Info: "entkusseln" (norddeutsch):  von Kussel; für niedriges Strauchwerk, kleine Kiefer

Der Naturschutzbund (Nabu) Monheim  hat kürzlich die "Echsenwiese" am Knipprather Wald "entkusselt". Die Echsenwiese ist ein von der Stadt Monheim dem Nabu überlassenes Gelände in der Nähe des Wanderparkplatzes "An der Tongrube". Ein Nabu-Aktiver aus Haan hat im Laufe der vergangenen Woche die Wiese und auch die überbordende Brombeere mit einem großen Balkenmäher bearbeitet.

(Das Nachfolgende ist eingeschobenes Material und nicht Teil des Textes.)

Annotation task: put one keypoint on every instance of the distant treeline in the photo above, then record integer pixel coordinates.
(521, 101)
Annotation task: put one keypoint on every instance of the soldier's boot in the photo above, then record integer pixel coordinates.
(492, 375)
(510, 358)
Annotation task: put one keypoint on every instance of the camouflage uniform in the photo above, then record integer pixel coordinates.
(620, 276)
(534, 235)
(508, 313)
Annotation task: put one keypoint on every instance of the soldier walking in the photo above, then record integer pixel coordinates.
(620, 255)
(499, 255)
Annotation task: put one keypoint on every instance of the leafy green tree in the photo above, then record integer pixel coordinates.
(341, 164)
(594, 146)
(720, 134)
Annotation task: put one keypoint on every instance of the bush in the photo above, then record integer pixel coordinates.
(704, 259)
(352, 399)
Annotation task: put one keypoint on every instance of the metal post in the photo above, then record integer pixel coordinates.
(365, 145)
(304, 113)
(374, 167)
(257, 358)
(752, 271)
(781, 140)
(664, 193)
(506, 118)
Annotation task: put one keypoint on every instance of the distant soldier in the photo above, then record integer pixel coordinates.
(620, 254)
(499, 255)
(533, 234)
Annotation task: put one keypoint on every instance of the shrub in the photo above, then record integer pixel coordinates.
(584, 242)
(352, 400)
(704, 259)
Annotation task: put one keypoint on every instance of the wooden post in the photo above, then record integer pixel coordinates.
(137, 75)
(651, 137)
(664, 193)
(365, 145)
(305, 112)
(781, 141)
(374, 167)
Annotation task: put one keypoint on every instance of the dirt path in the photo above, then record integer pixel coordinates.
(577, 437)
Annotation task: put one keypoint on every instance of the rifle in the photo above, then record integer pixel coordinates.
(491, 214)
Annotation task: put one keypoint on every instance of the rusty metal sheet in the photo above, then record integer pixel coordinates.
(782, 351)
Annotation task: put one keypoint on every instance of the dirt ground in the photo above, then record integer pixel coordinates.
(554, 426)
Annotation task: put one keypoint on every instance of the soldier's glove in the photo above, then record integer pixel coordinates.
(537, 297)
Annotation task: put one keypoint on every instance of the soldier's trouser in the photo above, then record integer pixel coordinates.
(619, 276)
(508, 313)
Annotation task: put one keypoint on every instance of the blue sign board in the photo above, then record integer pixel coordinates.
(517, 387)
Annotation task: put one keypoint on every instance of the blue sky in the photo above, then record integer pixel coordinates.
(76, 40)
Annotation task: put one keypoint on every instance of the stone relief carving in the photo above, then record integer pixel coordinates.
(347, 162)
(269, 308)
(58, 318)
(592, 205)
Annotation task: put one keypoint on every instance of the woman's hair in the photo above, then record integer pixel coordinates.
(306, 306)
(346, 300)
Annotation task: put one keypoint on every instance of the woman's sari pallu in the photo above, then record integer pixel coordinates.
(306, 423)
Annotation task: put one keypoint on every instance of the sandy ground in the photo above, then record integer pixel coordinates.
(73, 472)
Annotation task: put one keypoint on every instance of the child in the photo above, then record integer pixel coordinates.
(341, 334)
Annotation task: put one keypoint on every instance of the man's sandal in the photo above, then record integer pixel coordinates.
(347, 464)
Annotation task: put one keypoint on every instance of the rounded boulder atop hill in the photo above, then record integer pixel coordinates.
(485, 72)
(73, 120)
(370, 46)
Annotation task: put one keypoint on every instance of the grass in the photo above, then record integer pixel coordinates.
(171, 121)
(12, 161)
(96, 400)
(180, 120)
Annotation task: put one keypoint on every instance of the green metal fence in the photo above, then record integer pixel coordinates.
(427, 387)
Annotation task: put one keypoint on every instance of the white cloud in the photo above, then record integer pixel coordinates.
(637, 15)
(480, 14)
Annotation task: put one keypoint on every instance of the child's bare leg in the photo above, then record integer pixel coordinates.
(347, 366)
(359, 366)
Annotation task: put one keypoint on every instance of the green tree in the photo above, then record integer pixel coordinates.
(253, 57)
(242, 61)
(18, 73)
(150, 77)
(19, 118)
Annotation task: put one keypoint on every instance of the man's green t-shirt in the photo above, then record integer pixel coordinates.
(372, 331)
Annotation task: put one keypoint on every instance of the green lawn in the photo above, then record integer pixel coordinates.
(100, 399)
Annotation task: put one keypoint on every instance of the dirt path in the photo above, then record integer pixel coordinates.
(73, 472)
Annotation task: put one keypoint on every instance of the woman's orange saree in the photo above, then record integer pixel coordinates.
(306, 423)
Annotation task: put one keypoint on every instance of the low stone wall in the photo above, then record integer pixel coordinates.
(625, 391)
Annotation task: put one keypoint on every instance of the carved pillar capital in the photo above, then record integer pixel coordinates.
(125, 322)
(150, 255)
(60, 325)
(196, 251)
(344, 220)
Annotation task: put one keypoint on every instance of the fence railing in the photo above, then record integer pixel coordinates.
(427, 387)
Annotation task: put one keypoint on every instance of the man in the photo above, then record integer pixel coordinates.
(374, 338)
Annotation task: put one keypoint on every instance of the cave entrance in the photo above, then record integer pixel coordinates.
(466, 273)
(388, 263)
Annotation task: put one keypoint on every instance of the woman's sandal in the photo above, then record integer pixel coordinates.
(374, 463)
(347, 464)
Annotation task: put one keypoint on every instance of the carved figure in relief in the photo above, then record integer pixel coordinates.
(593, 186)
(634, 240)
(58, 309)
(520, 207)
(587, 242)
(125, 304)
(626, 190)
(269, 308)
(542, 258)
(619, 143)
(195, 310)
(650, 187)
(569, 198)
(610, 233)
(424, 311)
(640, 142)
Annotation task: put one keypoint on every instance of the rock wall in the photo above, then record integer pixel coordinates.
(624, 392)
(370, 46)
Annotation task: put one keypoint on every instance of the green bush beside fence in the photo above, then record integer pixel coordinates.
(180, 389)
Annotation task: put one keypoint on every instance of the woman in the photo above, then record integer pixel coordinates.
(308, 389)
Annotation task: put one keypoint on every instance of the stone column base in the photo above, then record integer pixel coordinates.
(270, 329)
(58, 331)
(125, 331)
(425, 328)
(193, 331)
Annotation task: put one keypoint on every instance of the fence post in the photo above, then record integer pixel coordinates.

Am Wochenende rechten vier Teams aus jeweils zwei Personen des NabuMonheim zeitversetzt die Mahd zusammen und entsorgten sie in einer Ecke der Wiese. Das "Entkusseln" der Wiese ist jährlich nötig, um die Fläche zu einer Magerwiese umzugestalten. Nur auf nährstoffarmen Böden fühlen sich Eidechsen und Blindschleichen richtig wohl.

Eidechsen im Sommer beobachten

Im Anschluss wurde die begrenzende Totholz-Benjeshecke mit Schnittgut der Biologischen Station Haus Bürgel zu einem prächtigen Wall aufgestockt. Auf dem Totholz tummeln sich im Sommer die Eidechsen und können von Spaziergängern beobachtet werden.